I’m aware this might be some of the hardest coding to do ever, but thought of giving it a try.
Im basically trying to detect all (mp3) filetypes uploaded through the WordPress media upload and send them offsite, thus have them uploaded to a different server through (ftp connection).
Below is the code i started after hours of research and i think i’m stucked, honestly i don’t even know if i’m at a good point. I hope someone who has much more knowledge with WordPress/PHP can help me archive what i’m trying to do. I’m doing this to save the main server from been overloaded with big file sizes and limit it to images.
I would want the structure uploaded to Server B is: serverB.com/music/Year/month/file.mp3
The year and month should inherit from wordpress post date( ‘Y/m’ );
After it is uploaded the link that appears in wordpress should be that of serverB.com url to the file.

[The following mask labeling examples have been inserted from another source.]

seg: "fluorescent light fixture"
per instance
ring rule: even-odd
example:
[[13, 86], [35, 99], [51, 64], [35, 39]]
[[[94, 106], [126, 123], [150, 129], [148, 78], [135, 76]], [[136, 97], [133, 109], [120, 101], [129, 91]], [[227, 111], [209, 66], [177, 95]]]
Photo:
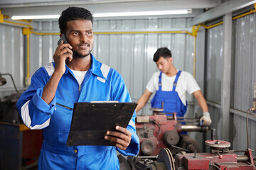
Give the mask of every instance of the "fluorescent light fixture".
[[169, 11], [120, 12], [120, 13], [94, 13], [94, 17], [114, 17], [114, 16], [163, 16], [175, 14], [187, 14], [192, 12], [191, 9], [174, 9]]
[[23, 19], [55, 19], [58, 18], [60, 15], [43, 15], [43, 16], [14, 16], [11, 17], [12, 20], [23, 20]]
[[[164, 16], [191, 13], [192, 9], [174, 9], [168, 11], [138, 11], [138, 12], [119, 12], [119, 13], [95, 13], [93, 17], [118, 17], [118, 16]], [[44, 16], [14, 16], [12, 20], [23, 19], [56, 19], [60, 15]]]

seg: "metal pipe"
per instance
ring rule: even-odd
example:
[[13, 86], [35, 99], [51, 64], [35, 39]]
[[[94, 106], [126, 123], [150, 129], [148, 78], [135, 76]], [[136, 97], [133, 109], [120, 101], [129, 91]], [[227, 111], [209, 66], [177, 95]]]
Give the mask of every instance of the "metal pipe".
[[212, 140], [215, 140], [215, 129], [211, 129], [210, 132], [211, 132], [210, 139]]
[[208, 126], [198, 126], [194, 125], [182, 125], [181, 130], [183, 132], [206, 132], [209, 130]]

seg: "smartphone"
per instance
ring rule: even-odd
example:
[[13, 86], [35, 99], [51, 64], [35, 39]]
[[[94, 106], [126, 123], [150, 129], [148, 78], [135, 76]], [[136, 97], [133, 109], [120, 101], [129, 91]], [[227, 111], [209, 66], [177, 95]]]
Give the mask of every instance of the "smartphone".
[[58, 41], [58, 45], [59, 45], [60, 44], [62, 40], [64, 41], [64, 44], [68, 43], [65, 34], [63, 34], [60, 39]]

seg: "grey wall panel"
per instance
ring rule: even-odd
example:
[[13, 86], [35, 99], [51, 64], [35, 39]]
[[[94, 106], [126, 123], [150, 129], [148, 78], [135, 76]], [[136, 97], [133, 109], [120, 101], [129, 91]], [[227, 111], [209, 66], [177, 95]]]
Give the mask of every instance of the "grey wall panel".
[[[95, 32], [100, 30], [181, 30], [186, 29], [188, 21], [188, 18], [104, 20], [95, 21], [93, 28]], [[58, 21], [36, 21], [33, 23], [33, 26], [38, 32], [59, 31]], [[19, 29], [21, 31], [21, 28]], [[6, 35], [8, 35], [6, 34]], [[53, 61], [58, 39], [58, 35], [30, 35], [31, 76], [41, 66]], [[25, 45], [22, 47], [25, 47]], [[122, 75], [132, 100], [137, 101], [143, 94], [153, 73], [158, 70], [153, 62], [153, 55], [160, 47], [171, 49], [177, 69], [193, 74], [193, 38], [186, 34], [95, 34], [92, 54], [100, 62], [109, 64]], [[6, 50], [5, 52], [6, 53]], [[23, 63], [21, 65], [25, 67], [25, 64], [26, 63]], [[24, 72], [20, 72], [23, 82], [26, 74], [26, 69], [23, 70]], [[24, 87], [23, 82], [18, 86]], [[188, 97], [188, 101], [193, 101], [193, 98]], [[141, 113], [144, 112], [146, 114], [146, 112], [147, 114], [151, 114], [151, 111], [149, 113], [149, 103]]]
[[[16, 86], [23, 86], [24, 47], [22, 28], [0, 24], [0, 72], [11, 74]], [[0, 86], [0, 98], [16, 93], [11, 77], [7, 75], [3, 77], [7, 84]]]
[[236, 20], [234, 108], [247, 111], [252, 106], [256, 83], [256, 14]]
[[207, 31], [206, 99], [220, 103], [223, 57], [223, 26]]

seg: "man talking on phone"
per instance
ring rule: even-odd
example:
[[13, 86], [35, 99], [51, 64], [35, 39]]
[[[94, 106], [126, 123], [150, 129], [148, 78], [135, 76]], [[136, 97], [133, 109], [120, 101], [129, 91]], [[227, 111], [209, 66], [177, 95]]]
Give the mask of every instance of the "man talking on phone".
[[[30, 129], [43, 129], [38, 169], [119, 169], [117, 150], [137, 155], [135, 112], [127, 128], [117, 126], [105, 138], [114, 146], [67, 147], [75, 102], [131, 102], [122, 76], [97, 61], [93, 46], [92, 16], [87, 9], [69, 7], [58, 20], [60, 41], [54, 62], [39, 68], [17, 102], [20, 115]], [[86, 140], [86, 139], [85, 139]]]

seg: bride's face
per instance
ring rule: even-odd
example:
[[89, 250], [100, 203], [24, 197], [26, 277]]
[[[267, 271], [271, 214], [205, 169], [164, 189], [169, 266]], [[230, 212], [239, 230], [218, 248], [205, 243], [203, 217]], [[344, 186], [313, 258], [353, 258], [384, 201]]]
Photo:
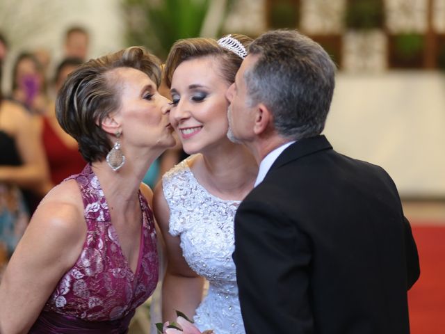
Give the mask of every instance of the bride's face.
[[214, 148], [227, 140], [225, 92], [217, 58], [206, 56], [184, 61], [172, 78], [172, 126], [189, 154]]

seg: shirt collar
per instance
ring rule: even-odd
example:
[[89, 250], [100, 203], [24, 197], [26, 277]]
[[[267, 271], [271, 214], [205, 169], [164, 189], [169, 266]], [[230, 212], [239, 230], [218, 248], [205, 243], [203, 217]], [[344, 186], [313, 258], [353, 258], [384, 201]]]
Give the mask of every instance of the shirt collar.
[[261, 162], [259, 164], [259, 170], [258, 170], [258, 175], [257, 176], [257, 180], [255, 181], [254, 187], [263, 182], [264, 177], [266, 177], [267, 172], [269, 171], [269, 169], [270, 169], [270, 167], [280, 154], [281, 154], [284, 150], [295, 142], [296, 141], [286, 143], [270, 152], [266, 157], [264, 157], [264, 159], [263, 159]]

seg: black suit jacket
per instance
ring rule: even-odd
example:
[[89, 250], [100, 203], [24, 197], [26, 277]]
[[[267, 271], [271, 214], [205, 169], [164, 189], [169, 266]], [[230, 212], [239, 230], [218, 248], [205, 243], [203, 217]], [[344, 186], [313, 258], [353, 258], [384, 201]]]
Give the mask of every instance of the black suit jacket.
[[248, 334], [408, 333], [419, 275], [396, 186], [324, 136], [287, 148], [235, 217]]

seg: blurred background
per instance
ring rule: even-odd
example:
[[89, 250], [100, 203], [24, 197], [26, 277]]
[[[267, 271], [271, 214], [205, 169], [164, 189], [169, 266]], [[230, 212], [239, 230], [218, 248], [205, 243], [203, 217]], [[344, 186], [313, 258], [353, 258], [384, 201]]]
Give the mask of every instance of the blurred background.
[[423, 266], [412, 333], [445, 333], [445, 0], [0, 0], [3, 95], [25, 51], [52, 78], [73, 26], [86, 33], [74, 42], [85, 59], [145, 45], [164, 60], [178, 38], [278, 28], [318, 42], [339, 67], [325, 133], [394, 180]]
[[178, 38], [297, 28], [339, 66], [336, 149], [382, 166], [405, 198], [445, 199], [445, 0], [0, 0], [3, 92], [24, 50], [51, 77], [73, 26], [87, 58], [137, 45], [161, 58]]

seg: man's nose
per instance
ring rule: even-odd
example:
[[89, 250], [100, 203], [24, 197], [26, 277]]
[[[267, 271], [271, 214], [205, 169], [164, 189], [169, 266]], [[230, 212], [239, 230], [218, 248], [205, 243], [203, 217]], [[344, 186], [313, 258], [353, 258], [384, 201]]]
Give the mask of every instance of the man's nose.
[[229, 100], [229, 102], [232, 102], [232, 100], [233, 99], [233, 95], [234, 95], [233, 91], [234, 89], [234, 86], [235, 86], [234, 83], [230, 85], [225, 92], [225, 97]]

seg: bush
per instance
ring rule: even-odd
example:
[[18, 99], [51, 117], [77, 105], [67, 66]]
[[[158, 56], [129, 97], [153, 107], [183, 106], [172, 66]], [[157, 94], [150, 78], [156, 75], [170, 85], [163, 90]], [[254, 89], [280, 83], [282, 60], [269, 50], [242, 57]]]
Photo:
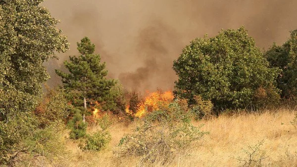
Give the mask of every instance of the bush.
[[281, 46], [275, 43], [265, 56], [271, 68], [281, 70], [277, 78], [281, 97], [287, 99], [297, 96], [297, 30], [291, 32], [290, 38]]
[[70, 138], [78, 139], [86, 135], [88, 124], [83, 122], [83, 117], [79, 111], [76, 111], [73, 118], [69, 121], [67, 125], [71, 129], [69, 133]]
[[210, 39], [196, 39], [184, 48], [174, 62], [179, 79], [176, 96], [194, 104], [195, 95], [211, 100], [217, 112], [255, 105], [255, 91], [259, 87], [271, 89], [279, 70], [269, 63], [247, 31], [222, 30]]
[[110, 118], [106, 114], [101, 118], [97, 119], [97, 123], [103, 131], [106, 130], [112, 125]]
[[200, 120], [203, 117], [209, 116], [212, 111], [213, 105], [209, 100], [203, 100], [199, 96], [194, 97], [195, 104], [191, 106], [191, 112], [194, 113], [196, 119]]
[[120, 157], [140, 156], [140, 163], [170, 163], [178, 153], [195, 146], [206, 133], [191, 123], [193, 114], [182, 110], [178, 101], [167, 109], [145, 117], [135, 132], [122, 138], [114, 153]]
[[64, 153], [59, 133], [63, 125], [51, 124], [44, 128], [38, 125], [32, 114], [19, 113], [7, 123], [0, 122], [0, 164], [17, 166], [39, 157], [49, 162], [58, 161]]
[[240, 164], [243, 163], [243, 167], [262, 167], [263, 161], [268, 158], [266, 156], [266, 152], [260, 149], [263, 143], [264, 140], [262, 140], [254, 146], [248, 146], [247, 149], [243, 149], [246, 156], [234, 158], [237, 160]]
[[73, 107], [68, 104], [62, 92], [55, 91], [47, 85], [46, 88], [47, 91], [34, 111], [41, 127], [53, 122], [65, 121]]
[[105, 148], [111, 140], [110, 133], [107, 131], [99, 130], [93, 135], [87, 135], [83, 150], [99, 151]]

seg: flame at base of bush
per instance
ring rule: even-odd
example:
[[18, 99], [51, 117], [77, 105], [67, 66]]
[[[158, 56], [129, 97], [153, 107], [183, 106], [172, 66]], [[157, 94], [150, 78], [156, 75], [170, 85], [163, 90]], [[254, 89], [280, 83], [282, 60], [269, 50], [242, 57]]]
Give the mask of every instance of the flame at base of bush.
[[126, 112], [135, 117], [142, 118], [147, 112], [157, 110], [162, 106], [168, 105], [174, 98], [172, 91], [162, 92], [161, 90], [158, 90], [148, 93], [145, 100], [137, 105], [137, 111], [134, 113], [129, 110], [130, 104], [128, 104], [126, 106]]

Thank you. Below is the code i started:
<?php
/*
* Change upload directory/server for mp3 files
* Only works in WordPress 3.3+
*/
add_filter('wp_handle_upload_prefilter', 'music_pre_upload');
add_filter('wp_handle_upload', 'music_post_upload');
function music_pre_upload($file){
add_filter('upload_dir', 'music_remote_upload_dir');
return $file;
}
function music_post_upload($fileinfo){
remove_filter('upload_dir', 'music_remote_upload_dir');
return $fileinfo;
}
function music_remote_upload_dir($path){
$extension = substr(strrchr($_POST['name'],'.'),1);
if(!empty($path['error']) || $extension != 'mp3') { return $path; } // if other filetype send to default uploads folder.
/**
* Change this to match your server
* You only need to change the those with (*)
* If marked with (-) its optional
*/
$post_date = '/' . date( 'Y/m' );
$settings = array(
'host' => 'host or IP', // * the ftp-server hostname
'user' => 'ftp-username', // * ftp-user
'pass' => 'ftp-pass', // * ftp-password
'cdn' => 'external-server.com', // * This have to be a pointed domain or subdomain to the root of the uploads
'path' => '/music', // - ftp-path, default is root (/). Change here and add the dir on the ftp-server
'date' => $post_date // Local post date
);
/**
* Host-connection
* Read about it here: http://php.net/manual/en/function.ftp-connect.php
*/
if(function_exists('ftp_ssl_connect'))
{
$connection = ftp_ssl_connect( $settings['host'] );
}
else
{
$connection = ftp_connect( $settings['host'] );
}
/**
* Login to ftp
* Read about it here: http://php.net/manual/en/function.ftp-login.php
*/
$login = ftp_login( $connection, $settings['user'], $settings['pass'] );
/**
* Check ftp-connection
*/
if ( !$connection || !$login ) {
die('Connection attempt failed, Check your settings');
}
ftp_pasv($resource, true); // To avoid rectify warning
if( ftp_put( $connection, $settings['path'] . "/" . $settings['date'] . "/" . $file, FTP_BINARY ) ) {
echo "successfully uploaded $filen";
} else {
echo "There was a problem while uploading $filen";
}
// close the connection
ftp_close($conn_id);
} // End function
Try adding
die('message');
and use that to debug where it fails. Also try and useftp://external-server.com
as opposed to justexternal-server.com
. Also make sure you use your FTP password. And try it on active mode as opposed to passive mode. When I was trying to upload by FTP that’s what I had to do.Also make sure the password for the FTP is encoded corectly. When I was doing it I had a problem where my password was using a symbol
%
, but when I would submit that in my PHP it wouldnt work, I had to submit that as hex.Also sometimes it’s just a missing semicolon, that’s the worst.
This is a bad idea. You are going to break the integrity of your site into several fragments, each on different server and introduce additional failure points, and you might lose the ability to run batch task related to those files.
You say that:
But that is just not true. Serving static files is one of the easiest tasks a webserver does and there is no “overloading” being related to their size. Assuming that you pay for bandwidth on the other server as well, there is just zero point in doing it.
The only reason to do such a thing is when you need to upload file to a CDN (those that still do not support “pull”), but that you should do in addition to the normal file upload process and not instead of it.